Hava 45 derece! Güneşin altında hissettiğimiz sıcaklığı tahmin bile edemiyorum. Ulaşım da çok gelişmiş olmadığı için klima değil de soğuk havayı direkt kafanıza üfleyen bir sistemle serinliyorsunuz.

Aşırı güvenli otel

Havalimanına yakın bir otelde kalıyoruz. Burası bir oteller adası. Birçok ünlü otelin burada şubesi mevcut. Kalacağımız otele geldiğimizde Türkiye’de yaşayan bir kişi olarak bile anlayamadığım duvar gibi bir güvenlikle karşılaşıyoruz. Bavullar ayrı bir odada aramadan geçiriliyor. Erkekler kapının önündeki x-ray’de tek tek, didik didik aranıyor. Kadınlar ise bir kabinin içine alınarak inceleniyor. Ve bu her otele girişinizde aynı şekilde uygulanıyor. Sonradan baktığımda aslında çoğu otelde bu sistemin uygulandığını görüyorum.

Trafik kaosu

Baş döndüren  bir başkent


Şehre doğru yola çıktığımızda İstanbul’dan alışkın olduğumuz ancak “Bu kadarına da pes” dediğim baş döndüren diğer bir gerçekle yüzleşiyorum. Trafik! Arabalar, otobüsler, yerel ulaşım aracı tuktuklar, tabii ki motosikletler... Şerit yok, polis yok, trafik ışığı yok. Peki ne var? Korna! Bizi taşıyan otobüs şoförünün de sıklıkla yaptığı aralıksız kornaya basmak. Normal şartlarda İstanbul trafiğinde arkanızdaki araba bu kadar kornaya bassa kavga etmeden o işin içinden çıkamazsınız. Ancak sıcaklığın da verdiği rehavetle sanırım hiç kimse tepki vermiyor.

‘Perdeleri kapatmayalım’

Otobüste yüzüme vuran güneşten kurtulmak için perdeyi kapatmaya yelteniyorum ve anında “Perdeyi kapatmak yasak” uyarısıyla karşılaşıyorum. Tur rehberimiz Arun Kumar, yasağın çok çarpıcı gerekçesini şöyle açıklıyor: “3 yıl önce otobüste yaşanan tecavüz olayından sonra perde kapatmak yasaklandı.” Şoke oluyorum. Sonrasında baktığımda aslında çoğu otobüste perde de görmüyorum. “Peki cezası ne?” Kumar, “Eğer yakalanırsanız gözaltına alınıp kurala uymadığınız için yargılanıyorsunuz. Araca el koyuyorlar.”
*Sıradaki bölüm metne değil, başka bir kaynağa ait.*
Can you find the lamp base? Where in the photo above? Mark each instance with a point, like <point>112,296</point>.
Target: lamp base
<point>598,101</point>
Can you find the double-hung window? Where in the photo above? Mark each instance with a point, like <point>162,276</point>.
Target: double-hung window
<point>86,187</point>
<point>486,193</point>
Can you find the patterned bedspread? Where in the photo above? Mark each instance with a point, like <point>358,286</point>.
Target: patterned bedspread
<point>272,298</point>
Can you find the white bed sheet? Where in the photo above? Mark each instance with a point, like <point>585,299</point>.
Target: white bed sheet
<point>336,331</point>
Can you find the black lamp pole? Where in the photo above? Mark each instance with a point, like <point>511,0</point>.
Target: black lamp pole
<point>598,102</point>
‘Başka şansım var mı peki?’

Ve dünyanın 7 harikasından birine gidiyoruz. Yeni Delhi’den 3 saat uzaklıkta Agra’da, Babür İmparatorluğu 5. hükümdarı Şah Cihan’ın, eşinin ölümünün ardından yaptırdığı o muhteşem yapı. Bize Tac Mahal’i gezdiren Mustafir anlatıyor: “Şah Cihan’ın ilk iki eşini ailesi seçmiş. Üçüncüsünde aşık olmuş. Ercümend Banu Begüm diğer adıyla Mümtaz Mahal. Mümtaz Mahal Şah Cihan’ın 14 çocuğunun annesi. Birbirlerine o kadar aşıklarmış ki Şah Cihan nereye gitse eşini de yanında götürürmüş. Mümtaz Mahal 14’üncü çocuğuna hamileyken Şah Cihan bir isyanı bastırmaya giderken yine çok sevdiği eşini yanında götürmüş. Ancak Mümtaz Mahal, orada aşırı kan kaybından hayatını kaybetmiş. Şah Cihan, eşinin anısına Tac Mahal’i yaptırmış.”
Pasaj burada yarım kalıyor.